Furthermore, the Mullahs should realize that Arab national security is an integrated unit, and there is no separation between the internal situations of Iraq, Lebanon or Syria where there Iranian presence is prevalent through sectarian militias on which billions are spent.
Therefore, if Iran is really seeking good neighborly relations with the regional countries, it must start by changing its entire agenda, such as its ambition to export its revolution; otherwise any statement in this regard would merely be a smokescreen. This is because the countries of the Gulf Cooperation Council (GCC) have tested Iran over and over again and tried to trust it, but Tehran fails every time to honor what it claims.
The fact that a great country like Iran has reached such miserable condition is the most severe affliction a country can sustain. Its people are held hostage in the hands of oppressive elite that show no consideration in honoring the most basic human rights.
Iranians have a great history, and they have enormous potential. If only their potentials were used for development purposes, the region would have achieved great benefits. One wonders if this great nation was expecting all these miseries from the Khomeini revolution.
In this regard, it is necessary for the observer to go back to history in order to study the fate of revolutions in what is referred as the Third World, especially in the modern world.
We begin with the 1952 revolution that was led by Jamal Abdul-Nasser against King Farouq of Egypt. The new government system impoverished the Egyptians and isolated Egypt, which only managed to restore the confidence of the world in the year 1973 with the Ramadan War.
Similar is the case with Iraq in 1958 after the military officers toppled the monarch. Instead of completing the development process that the state had begun, the new order brought about regress in almost every sector including industry, agriculture, and urbanization.
Iraq went through a series of coups until Saddam Hussein took control of the country. However, his era started with a bloodbath, followed by the eight-year war with Iran, and he then went on to commit the heinous crime of invading the State of Kuwait on Aug 2, 1990.
Saddam brought to his country international sanctions which starved and impoverished his people. His rule ended with the United States of America’s occupation of Iraq, leaving behind a country that appeared as if it was still in the 19th century. Today, Iraq is mired in ruins and is controlled by militias who are Iranian-bred to the core.
In the 1970s when Khomeini began his movement against the Shah, Saddam Hussein had sent Muhammad Reza Pahlavi a message stating, “If you wish, we are ready to arrest or eliminate him (Khomeini).” However, the Shah was merciful at the time, and he replied, “The man poses no threat that we cannot handle. So we reject the offer to arrest or eliminate him.”
The situation changed when Tehran’s interests conflicted with the interests of some major capitals and led to cooperation between its intelligence and Khomeini, especially after the October War in 1973 when the Shah of Iran announced his intention to render the oil price at about $80 per barrel. This led France and the US to support Khomeini’s movement and help it topple the Shah regime.
This historic mistake created a terrorist regime par excellence that poses a great threat to regional and international security through the implementation of a policy of harming neighboring countries and engaging in terrorism.
There is no doubt that this bloody history of Tehran regime will not reassure the Arab-GCC capitals in terms of its false propositions and offers.
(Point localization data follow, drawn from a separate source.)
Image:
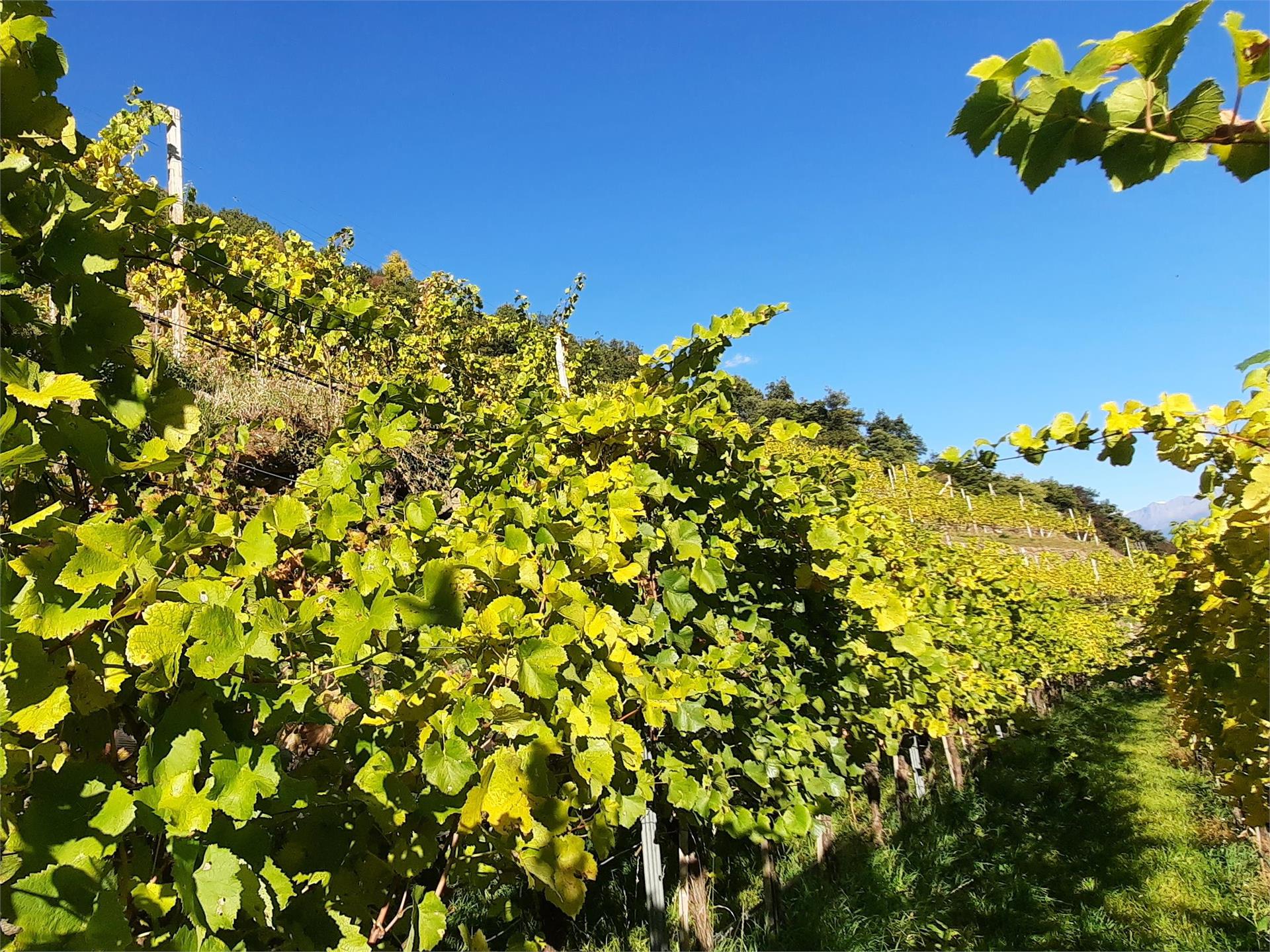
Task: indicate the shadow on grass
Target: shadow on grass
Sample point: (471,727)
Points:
(1046,850)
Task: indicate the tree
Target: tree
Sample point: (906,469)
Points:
(609,361)
(892,441)
(840,422)
(396,278)
(1134,131)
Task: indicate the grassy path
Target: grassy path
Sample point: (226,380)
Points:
(1083,832)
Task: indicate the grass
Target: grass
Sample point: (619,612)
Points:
(1085,830)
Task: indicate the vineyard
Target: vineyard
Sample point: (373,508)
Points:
(423,641)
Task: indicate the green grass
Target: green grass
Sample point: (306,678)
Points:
(1085,830)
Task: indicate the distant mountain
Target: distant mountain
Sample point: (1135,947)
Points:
(1161,516)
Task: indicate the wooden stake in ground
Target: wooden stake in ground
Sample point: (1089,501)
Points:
(654,889)
(873,791)
(177,187)
(560,368)
(697,928)
(771,885)
(954,757)
(904,785)
(825,836)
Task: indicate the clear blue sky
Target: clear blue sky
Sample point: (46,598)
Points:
(697,158)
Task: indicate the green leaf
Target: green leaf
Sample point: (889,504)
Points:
(429,922)
(1201,113)
(539,660)
(74,905)
(91,569)
(448,766)
(335,514)
(1251,51)
(421,513)
(562,865)
(984,116)
(683,791)
(785,430)
(675,593)
(286,514)
(1046,58)
(157,645)
(116,814)
(503,611)
(220,643)
(95,264)
(257,546)
(175,793)
(238,783)
(1155,50)
(1245,159)
(709,575)
(596,764)
(437,601)
(824,535)
(353,622)
(219,888)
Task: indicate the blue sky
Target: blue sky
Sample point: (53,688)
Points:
(695,158)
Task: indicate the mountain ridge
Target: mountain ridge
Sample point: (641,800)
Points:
(1161,516)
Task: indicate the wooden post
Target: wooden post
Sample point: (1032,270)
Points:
(697,928)
(825,836)
(654,888)
(954,757)
(771,885)
(915,761)
(873,791)
(904,783)
(177,187)
(560,367)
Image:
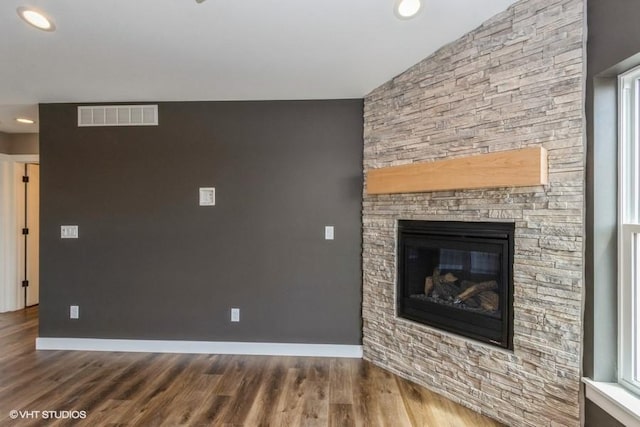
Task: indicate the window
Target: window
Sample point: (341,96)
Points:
(629,231)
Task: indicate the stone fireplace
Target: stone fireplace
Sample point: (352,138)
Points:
(457,276)
(516,81)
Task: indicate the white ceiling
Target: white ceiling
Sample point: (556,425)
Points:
(177,50)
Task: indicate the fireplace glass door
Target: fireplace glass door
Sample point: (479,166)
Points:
(457,277)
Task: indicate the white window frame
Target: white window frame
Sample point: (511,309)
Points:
(629,230)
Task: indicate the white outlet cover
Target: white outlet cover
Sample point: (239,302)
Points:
(207,196)
(68,231)
(328,232)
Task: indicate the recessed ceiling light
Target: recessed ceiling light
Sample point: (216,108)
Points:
(406,9)
(36,18)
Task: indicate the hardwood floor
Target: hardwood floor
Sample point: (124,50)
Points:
(144,389)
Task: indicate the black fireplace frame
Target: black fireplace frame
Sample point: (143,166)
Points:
(497,332)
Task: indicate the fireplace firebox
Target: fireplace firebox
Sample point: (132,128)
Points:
(458,277)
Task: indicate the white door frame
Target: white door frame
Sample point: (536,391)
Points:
(11,294)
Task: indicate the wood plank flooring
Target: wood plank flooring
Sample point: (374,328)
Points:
(144,389)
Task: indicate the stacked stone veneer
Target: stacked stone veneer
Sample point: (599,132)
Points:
(516,81)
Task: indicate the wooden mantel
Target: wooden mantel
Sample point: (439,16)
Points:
(516,168)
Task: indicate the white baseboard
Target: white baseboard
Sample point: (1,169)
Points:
(200,347)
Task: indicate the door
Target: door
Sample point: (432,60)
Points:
(32,238)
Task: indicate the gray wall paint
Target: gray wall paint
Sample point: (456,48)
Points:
(151,264)
(614,36)
(25,143)
(19,143)
(4,143)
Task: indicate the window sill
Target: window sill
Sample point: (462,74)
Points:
(621,404)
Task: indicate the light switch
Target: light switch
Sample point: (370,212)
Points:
(207,196)
(328,232)
(69,231)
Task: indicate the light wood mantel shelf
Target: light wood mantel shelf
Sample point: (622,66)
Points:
(516,168)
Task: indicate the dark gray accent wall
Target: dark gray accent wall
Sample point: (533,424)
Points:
(4,143)
(19,143)
(24,143)
(152,264)
(613,45)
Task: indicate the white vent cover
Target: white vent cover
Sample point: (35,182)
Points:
(118,115)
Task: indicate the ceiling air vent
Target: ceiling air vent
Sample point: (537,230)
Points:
(118,115)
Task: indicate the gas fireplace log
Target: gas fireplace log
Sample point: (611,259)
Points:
(489,300)
(449,278)
(443,286)
(428,285)
(476,289)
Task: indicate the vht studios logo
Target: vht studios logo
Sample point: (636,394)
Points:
(48,415)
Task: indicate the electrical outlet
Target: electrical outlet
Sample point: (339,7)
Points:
(329,232)
(68,231)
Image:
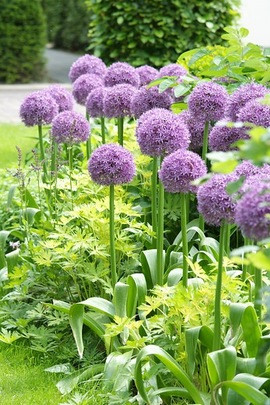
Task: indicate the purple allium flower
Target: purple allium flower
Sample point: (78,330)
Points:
(147,74)
(121,72)
(208,101)
(62,97)
(241,96)
(256,113)
(95,102)
(146,99)
(179,169)
(160,132)
(222,136)
(173,69)
(111,164)
(84,85)
(214,203)
(87,64)
(38,108)
(251,211)
(70,127)
(117,100)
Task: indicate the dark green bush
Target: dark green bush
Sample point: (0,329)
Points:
(155,31)
(23,37)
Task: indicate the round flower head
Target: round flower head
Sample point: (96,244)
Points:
(111,164)
(160,132)
(173,69)
(222,136)
(117,100)
(84,85)
(70,127)
(87,64)
(147,99)
(95,102)
(214,203)
(179,169)
(147,74)
(62,97)
(241,96)
(38,108)
(256,113)
(208,101)
(121,72)
(251,212)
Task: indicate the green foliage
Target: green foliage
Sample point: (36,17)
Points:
(23,38)
(155,32)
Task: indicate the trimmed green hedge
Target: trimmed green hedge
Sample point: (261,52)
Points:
(155,31)
(22,40)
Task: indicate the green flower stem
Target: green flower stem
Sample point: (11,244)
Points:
(112,241)
(217,314)
(102,122)
(120,123)
(154,199)
(184,197)
(160,236)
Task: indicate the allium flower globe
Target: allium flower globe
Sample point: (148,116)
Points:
(214,203)
(84,85)
(70,127)
(179,169)
(223,136)
(208,101)
(95,102)
(147,74)
(242,96)
(160,132)
(62,97)
(147,99)
(38,108)
(87,64)
(117,100)
(121,73)
(252,210)
(111,164)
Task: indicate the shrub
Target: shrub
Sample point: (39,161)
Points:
(155,32)
(23,37)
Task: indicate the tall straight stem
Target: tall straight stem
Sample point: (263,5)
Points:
(217,315)
(102,122)
(112,241)
(154,199)
(184,197)
(120,130)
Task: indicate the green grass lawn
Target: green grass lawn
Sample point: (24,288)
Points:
(12,135)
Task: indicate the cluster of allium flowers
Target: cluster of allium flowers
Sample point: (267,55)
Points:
(146,99)
(208,101)
(179,169)
(121,72)
(84,85)
(38,108)
(256,113)
(252,210)
(62,97)
(70,127)
(160,132)
(214,203)
(117,100)
(173,69)
(87,64)
(147,74)
(95,102)
(111,164)
(241,96)
(222,136)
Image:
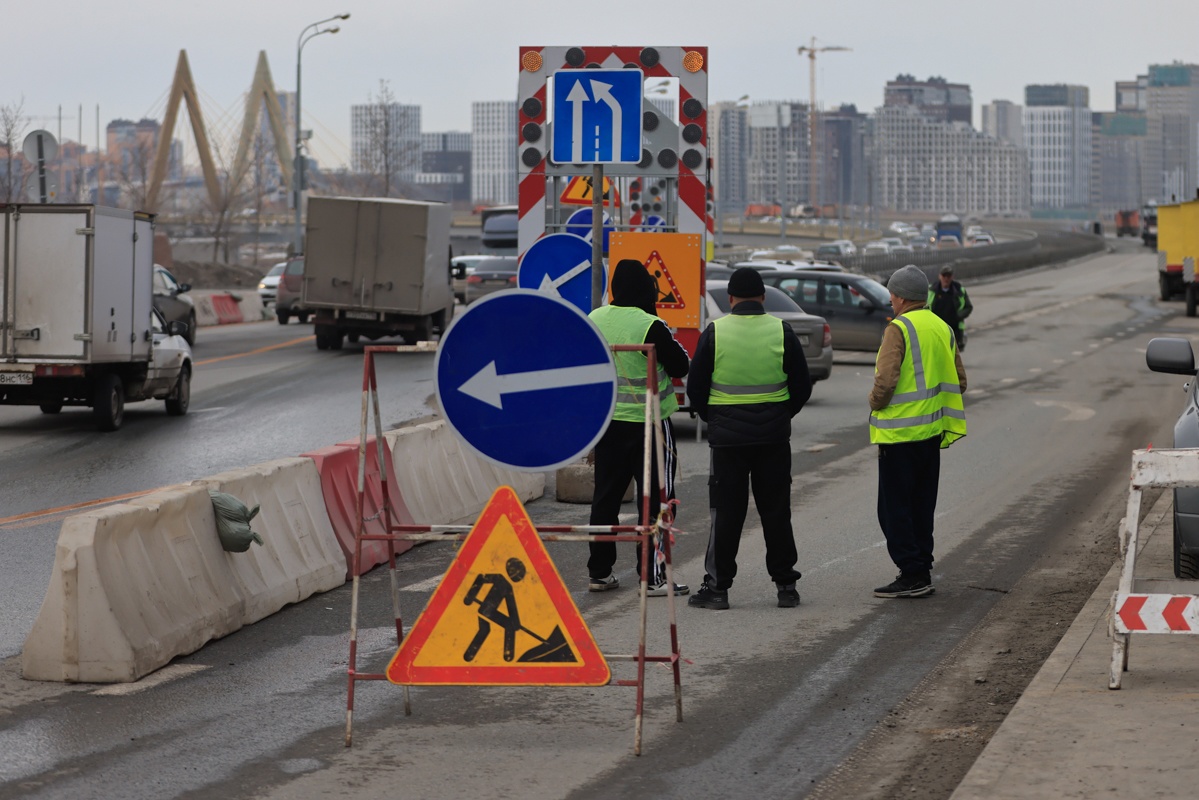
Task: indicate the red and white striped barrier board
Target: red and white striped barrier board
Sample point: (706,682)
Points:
(1157,614)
They will not take the deceptive diplomatic statements seriously unless the words match the deeds as far as Tehran is concerned. Once that is achieved, the rest will fall into place, given that whatever Iran managed to lose due to the practices of the Mullahs regime will only be recovered by establishing a regime that is true and sincere to its people. Without this, there would be no popular and international legitimacy for a regime that is obsessed with conspiracy, murder, repression and terrorism.